Other incidents swiftly followed. In 2003, the Patriots Alliance organized the first-ever attempt to send Chinese activists to land on the Diaoyu islands, a cluster of small volcanic islands controlled by Japan but claimed by China. (They are called the Senkaku islands in Japan.) The alliance also organized a Web-based petition against a Japanese bid to provide high-speed railway technology to China.

There was another outpouring of anti-Japanese rhetoric on the Internet in 2003 after a group of Japanese businessmen hired hundreds of Chinese prostitutes during a visit to southern China. And a few weeks later, when three Japanese students performed a risqué drag show during a university party in the city of Xian, there was an angry demonstration by 7,000 Chinese protesters who demanded an apology for the perceived insult to their national dignity.

Then came the violence of the China-Japan soccer match this summer, where ans burned Japanese flags, smashed the car window of a Japanese diplomat, waved theatrical swords, and sang martial songs with lyrics such as, "A big knife chops off the heads of the Japanese devils." China was forced to mobilize 12,000 soldiers and police officers to prevent rioting.
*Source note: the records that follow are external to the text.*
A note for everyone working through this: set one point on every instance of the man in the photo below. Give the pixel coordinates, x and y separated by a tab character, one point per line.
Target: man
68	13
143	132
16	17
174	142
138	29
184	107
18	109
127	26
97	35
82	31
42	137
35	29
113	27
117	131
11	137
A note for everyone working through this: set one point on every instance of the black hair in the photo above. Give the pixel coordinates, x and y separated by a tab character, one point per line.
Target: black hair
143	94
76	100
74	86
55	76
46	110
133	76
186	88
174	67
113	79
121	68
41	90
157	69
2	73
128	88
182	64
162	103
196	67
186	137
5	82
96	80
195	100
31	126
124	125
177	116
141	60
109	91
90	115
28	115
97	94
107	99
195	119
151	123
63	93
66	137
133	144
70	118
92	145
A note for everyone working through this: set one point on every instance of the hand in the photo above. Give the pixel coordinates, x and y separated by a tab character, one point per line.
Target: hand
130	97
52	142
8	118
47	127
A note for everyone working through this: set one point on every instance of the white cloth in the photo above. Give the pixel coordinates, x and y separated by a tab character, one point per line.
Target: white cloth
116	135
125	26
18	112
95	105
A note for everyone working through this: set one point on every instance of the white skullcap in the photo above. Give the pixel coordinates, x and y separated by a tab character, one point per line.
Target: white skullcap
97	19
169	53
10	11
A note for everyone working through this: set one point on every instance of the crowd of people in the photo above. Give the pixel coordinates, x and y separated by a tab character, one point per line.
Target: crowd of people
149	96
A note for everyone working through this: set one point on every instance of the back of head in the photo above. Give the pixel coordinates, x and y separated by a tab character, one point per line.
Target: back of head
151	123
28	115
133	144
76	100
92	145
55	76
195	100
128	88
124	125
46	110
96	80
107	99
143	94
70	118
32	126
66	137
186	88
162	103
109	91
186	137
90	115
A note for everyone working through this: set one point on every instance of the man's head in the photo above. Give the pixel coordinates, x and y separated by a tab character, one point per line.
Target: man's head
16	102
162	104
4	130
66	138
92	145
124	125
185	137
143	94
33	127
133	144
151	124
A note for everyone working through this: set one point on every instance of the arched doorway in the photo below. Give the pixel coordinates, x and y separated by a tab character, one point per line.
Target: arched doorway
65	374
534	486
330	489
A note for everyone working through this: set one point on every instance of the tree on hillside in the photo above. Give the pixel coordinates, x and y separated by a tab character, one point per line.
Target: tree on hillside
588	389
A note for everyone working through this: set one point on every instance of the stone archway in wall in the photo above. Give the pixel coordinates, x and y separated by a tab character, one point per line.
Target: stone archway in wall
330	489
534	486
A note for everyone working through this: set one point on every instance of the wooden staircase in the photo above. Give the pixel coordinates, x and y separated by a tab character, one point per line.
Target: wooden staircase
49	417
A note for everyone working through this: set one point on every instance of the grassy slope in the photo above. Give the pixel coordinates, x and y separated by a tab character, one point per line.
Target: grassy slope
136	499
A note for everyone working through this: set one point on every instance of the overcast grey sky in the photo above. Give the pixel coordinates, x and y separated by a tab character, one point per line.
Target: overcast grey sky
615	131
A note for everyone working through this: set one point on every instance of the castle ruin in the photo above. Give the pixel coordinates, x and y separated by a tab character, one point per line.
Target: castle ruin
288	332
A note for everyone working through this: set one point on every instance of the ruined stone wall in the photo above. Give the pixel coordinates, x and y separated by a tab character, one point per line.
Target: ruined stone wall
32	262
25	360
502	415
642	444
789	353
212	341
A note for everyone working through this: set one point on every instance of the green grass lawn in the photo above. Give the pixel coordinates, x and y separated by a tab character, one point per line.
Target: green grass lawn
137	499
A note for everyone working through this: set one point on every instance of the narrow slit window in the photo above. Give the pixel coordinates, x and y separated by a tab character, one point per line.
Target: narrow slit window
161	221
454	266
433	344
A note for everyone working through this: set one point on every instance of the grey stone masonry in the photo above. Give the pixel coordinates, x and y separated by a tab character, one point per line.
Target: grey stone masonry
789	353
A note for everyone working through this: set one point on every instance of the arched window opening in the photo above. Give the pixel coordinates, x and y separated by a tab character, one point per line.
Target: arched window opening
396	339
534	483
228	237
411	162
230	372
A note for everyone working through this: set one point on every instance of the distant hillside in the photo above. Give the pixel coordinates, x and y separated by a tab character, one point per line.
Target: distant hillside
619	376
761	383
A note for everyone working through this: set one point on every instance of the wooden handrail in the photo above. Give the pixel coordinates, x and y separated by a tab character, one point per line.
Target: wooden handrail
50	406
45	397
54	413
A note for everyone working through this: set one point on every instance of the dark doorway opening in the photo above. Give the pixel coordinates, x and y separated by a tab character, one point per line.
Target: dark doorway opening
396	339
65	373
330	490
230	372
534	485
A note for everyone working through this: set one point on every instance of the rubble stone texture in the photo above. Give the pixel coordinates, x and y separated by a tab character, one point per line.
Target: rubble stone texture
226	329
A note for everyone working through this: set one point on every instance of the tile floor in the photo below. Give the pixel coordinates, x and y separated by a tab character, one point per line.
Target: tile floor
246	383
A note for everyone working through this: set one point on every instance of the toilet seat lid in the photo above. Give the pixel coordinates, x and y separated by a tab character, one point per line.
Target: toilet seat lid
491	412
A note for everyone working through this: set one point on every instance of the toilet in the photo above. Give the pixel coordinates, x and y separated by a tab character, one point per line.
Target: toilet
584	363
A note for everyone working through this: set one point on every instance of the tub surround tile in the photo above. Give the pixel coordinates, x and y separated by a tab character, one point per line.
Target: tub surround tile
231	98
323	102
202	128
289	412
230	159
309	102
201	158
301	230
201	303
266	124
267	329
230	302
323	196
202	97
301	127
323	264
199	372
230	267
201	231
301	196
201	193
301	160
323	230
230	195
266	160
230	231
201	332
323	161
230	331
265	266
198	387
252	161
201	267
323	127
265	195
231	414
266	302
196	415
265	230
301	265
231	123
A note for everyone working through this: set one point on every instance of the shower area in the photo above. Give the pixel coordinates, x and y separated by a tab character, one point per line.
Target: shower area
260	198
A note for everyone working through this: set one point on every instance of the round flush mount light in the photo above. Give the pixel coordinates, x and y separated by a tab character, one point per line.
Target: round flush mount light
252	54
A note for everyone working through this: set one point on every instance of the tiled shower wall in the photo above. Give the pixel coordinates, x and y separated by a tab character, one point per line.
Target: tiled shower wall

All of this is adding fuel to the campaigns of nationalists such as the Patriots Alliance. In an interview in a Beijing coffee shop, Mr. Lu wore a black T-shirt with a nationalist rallying cry in small white characters. "Protect the Diaoyu islands," the slogan proclaimed.

Despite a strict ban on political activism in China, the patriots have been free to display their slogans on their chests. "Nobody tells us not to wear such T-shirts," Mr. Lu says.

He sees the rise of China as a rightful return to its place as the dominant force in the world.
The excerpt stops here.